Here is an overview of normal ranges for bilirubin levels.⁵
Bilirubin values above these ranges may indicate cirrhosis or another liver problem. It depends on which values are elevated and the results of other tests. However, some people with cirrhosis will have completely normal bilirubin values. So, normal bilirubin values do not rule out cirrhosis.
People with different underlying causes of cirrhosis may have different bilirubin levels.⁶ For instance, some conditions may affect conjugated bilirubin more than unconjugated bilirubin.
No fixed bilirubin level can diagnose cirrhosis because many people with cirrhosis will not have raised bilirubin.
Having raised bilirubin is also known as jaundice, and there can be numerous causes for it.
Additionally, many other conditions—separate from or associated with cirrhosis—can cause elevated bilirubin levels.
The following conditions cause an increase in unconjugated bilirubin by itself:
Gilbert's Syndrome (a genetic condition affecting the liver's processing of bilirubin)
Hemolysis (abnormal destruction of red blood cells)
Additionally, these factors, among others, can increase conjugated bilirubin
Excessive alcohol intake
Having infectious hepatitis (such as hepatitis C)
Taking certain prescription drugs⁷
When one drug affects the activity of another (drug-drug interactions)
Total bilirubin levels are a sum of conjugated and unconjugated bilirubin, so any of the above conditions can affect total bilirubin.
Improving liver function and treating underlying conditions is the best way to reduce bilirubin levels.

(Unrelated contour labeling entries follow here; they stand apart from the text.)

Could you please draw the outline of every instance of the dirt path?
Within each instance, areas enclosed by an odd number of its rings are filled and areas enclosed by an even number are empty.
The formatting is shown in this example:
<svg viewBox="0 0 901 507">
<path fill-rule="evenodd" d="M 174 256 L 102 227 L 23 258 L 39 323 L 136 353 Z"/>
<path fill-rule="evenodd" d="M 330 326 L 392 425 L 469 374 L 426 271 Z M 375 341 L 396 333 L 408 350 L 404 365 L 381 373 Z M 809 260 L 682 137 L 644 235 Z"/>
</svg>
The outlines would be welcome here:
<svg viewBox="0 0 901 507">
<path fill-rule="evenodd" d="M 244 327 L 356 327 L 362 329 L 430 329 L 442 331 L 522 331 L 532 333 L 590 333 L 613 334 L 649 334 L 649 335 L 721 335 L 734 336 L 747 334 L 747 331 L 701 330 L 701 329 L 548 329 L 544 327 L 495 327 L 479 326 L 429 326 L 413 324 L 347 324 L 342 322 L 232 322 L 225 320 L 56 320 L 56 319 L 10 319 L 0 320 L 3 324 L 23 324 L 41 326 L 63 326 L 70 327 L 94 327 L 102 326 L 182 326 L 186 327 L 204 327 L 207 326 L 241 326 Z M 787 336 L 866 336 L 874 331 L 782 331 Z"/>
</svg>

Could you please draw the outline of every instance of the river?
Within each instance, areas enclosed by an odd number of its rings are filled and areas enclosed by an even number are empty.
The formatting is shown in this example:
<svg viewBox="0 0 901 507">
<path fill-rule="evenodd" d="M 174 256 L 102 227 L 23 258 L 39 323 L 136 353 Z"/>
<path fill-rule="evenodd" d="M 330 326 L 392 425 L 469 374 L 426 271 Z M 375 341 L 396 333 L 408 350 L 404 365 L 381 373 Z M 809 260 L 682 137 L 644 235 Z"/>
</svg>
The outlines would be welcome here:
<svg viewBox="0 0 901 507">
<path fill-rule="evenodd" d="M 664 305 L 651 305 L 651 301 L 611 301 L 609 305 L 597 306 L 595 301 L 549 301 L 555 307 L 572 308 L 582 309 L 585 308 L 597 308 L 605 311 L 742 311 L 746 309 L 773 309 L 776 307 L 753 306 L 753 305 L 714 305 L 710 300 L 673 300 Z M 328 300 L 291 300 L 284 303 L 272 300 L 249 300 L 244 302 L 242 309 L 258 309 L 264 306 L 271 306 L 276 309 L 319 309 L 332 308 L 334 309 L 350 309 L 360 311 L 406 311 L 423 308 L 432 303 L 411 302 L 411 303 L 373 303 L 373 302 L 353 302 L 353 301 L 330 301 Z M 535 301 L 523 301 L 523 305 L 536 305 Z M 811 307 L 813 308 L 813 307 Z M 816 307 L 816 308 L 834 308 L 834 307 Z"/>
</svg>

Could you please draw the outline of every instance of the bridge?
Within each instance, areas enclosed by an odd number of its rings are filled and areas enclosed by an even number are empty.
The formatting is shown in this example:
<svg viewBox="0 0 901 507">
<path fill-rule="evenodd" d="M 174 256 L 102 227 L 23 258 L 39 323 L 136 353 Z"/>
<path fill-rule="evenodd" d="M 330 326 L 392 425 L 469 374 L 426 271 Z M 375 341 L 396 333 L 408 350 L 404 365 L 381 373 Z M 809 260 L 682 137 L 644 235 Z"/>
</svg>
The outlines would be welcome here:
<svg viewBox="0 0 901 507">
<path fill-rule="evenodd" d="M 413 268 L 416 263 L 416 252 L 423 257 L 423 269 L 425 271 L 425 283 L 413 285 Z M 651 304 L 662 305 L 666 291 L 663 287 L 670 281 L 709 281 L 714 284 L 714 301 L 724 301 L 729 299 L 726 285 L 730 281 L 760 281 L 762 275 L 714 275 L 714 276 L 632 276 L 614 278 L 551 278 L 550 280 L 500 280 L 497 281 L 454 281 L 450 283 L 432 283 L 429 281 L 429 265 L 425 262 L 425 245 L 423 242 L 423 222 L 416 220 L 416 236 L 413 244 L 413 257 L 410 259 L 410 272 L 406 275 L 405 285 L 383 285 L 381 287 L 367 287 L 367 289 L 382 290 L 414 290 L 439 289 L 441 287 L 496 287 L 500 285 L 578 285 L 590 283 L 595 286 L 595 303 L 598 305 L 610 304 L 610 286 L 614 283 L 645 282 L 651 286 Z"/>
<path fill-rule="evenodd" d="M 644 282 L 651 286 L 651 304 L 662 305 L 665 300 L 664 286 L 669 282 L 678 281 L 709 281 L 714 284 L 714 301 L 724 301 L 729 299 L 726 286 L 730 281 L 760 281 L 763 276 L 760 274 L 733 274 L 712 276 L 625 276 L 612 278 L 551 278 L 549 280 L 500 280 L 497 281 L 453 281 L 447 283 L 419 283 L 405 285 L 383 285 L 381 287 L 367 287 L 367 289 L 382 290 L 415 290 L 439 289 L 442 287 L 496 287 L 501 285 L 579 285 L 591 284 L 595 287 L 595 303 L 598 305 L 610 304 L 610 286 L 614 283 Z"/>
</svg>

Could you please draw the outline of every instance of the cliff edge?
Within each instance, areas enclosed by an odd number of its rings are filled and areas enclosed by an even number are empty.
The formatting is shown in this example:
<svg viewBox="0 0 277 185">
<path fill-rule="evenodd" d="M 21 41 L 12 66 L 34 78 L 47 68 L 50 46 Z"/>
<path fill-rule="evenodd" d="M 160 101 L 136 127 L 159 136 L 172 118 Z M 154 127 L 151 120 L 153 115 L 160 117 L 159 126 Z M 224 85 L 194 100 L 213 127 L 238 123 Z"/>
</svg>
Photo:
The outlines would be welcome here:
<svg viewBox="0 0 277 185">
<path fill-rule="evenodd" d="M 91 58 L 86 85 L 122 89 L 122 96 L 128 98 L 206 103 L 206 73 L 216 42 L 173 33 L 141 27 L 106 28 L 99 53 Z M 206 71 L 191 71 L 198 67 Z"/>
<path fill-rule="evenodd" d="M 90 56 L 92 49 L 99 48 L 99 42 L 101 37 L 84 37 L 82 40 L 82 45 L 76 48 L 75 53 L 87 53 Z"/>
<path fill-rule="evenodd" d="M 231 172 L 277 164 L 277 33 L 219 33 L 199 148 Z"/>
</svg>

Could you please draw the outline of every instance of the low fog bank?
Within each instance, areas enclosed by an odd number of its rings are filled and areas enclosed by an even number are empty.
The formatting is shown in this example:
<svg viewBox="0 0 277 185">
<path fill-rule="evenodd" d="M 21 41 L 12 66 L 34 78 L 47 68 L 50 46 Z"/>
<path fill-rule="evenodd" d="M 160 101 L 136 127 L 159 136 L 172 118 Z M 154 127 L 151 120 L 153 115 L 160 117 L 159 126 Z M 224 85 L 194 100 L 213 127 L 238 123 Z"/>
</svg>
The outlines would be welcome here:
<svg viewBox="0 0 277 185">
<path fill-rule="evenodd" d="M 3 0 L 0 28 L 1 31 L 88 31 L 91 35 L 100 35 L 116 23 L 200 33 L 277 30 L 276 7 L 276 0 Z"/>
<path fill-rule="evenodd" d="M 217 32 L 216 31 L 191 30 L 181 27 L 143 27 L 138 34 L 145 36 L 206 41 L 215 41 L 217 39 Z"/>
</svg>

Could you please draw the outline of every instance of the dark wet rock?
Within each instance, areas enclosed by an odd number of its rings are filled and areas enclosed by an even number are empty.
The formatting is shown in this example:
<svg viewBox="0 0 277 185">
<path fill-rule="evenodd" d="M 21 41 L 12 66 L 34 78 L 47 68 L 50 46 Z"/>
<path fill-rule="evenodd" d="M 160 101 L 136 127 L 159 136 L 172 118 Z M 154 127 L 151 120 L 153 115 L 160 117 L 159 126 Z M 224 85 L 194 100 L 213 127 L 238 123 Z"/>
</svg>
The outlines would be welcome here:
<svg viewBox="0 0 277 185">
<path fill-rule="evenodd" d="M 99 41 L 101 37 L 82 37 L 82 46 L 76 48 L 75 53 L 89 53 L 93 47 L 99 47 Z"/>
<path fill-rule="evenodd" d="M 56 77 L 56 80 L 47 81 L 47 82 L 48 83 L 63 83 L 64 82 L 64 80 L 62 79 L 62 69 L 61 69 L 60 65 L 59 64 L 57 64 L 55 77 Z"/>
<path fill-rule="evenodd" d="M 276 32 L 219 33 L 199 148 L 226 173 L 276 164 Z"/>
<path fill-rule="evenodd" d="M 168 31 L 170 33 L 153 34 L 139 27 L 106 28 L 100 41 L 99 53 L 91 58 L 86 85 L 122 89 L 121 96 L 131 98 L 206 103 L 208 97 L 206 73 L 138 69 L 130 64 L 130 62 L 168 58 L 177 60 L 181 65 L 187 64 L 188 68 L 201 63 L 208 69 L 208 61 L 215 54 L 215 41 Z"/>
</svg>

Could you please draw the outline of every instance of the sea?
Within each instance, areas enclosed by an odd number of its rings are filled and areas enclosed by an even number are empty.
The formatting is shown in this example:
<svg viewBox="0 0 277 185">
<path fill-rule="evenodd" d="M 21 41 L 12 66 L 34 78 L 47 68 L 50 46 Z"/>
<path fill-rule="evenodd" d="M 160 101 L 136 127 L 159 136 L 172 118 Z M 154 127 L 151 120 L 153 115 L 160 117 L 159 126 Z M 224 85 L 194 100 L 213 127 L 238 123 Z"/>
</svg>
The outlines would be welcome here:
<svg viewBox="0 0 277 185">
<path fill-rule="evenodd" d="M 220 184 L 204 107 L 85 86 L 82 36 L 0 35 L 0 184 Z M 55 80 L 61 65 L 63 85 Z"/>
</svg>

Your doctor will be able to provide specific guidance on your situation. Jaundice as a symptom itself does not warrant treatment in adults. However, associated itching can be relieved with medications such as cholestyramine.
Bilirubin is one of the main waste products cleared by the liver. A blood test determines bilirubin levels, and elevated levels may indicate issues with liver function.
Cirrhosis is a disease of liver function. It has many causes and can result in high bilirubin levels. Many people with cirrhosis do not have any symptoms or bilirubin elevation.
In those with cirrhosis, elevated bilirubin usually indicates either reduced bilirubin elimination or high production and not enough elimination.
Elevated bilirubin levels are also seen in a variety of other health conditions. If you have symptoms of cirrhosis or have been diagnosed, it is important to talk to your doctor. They can provide specific guidance, including helping reduce bilirubin levels.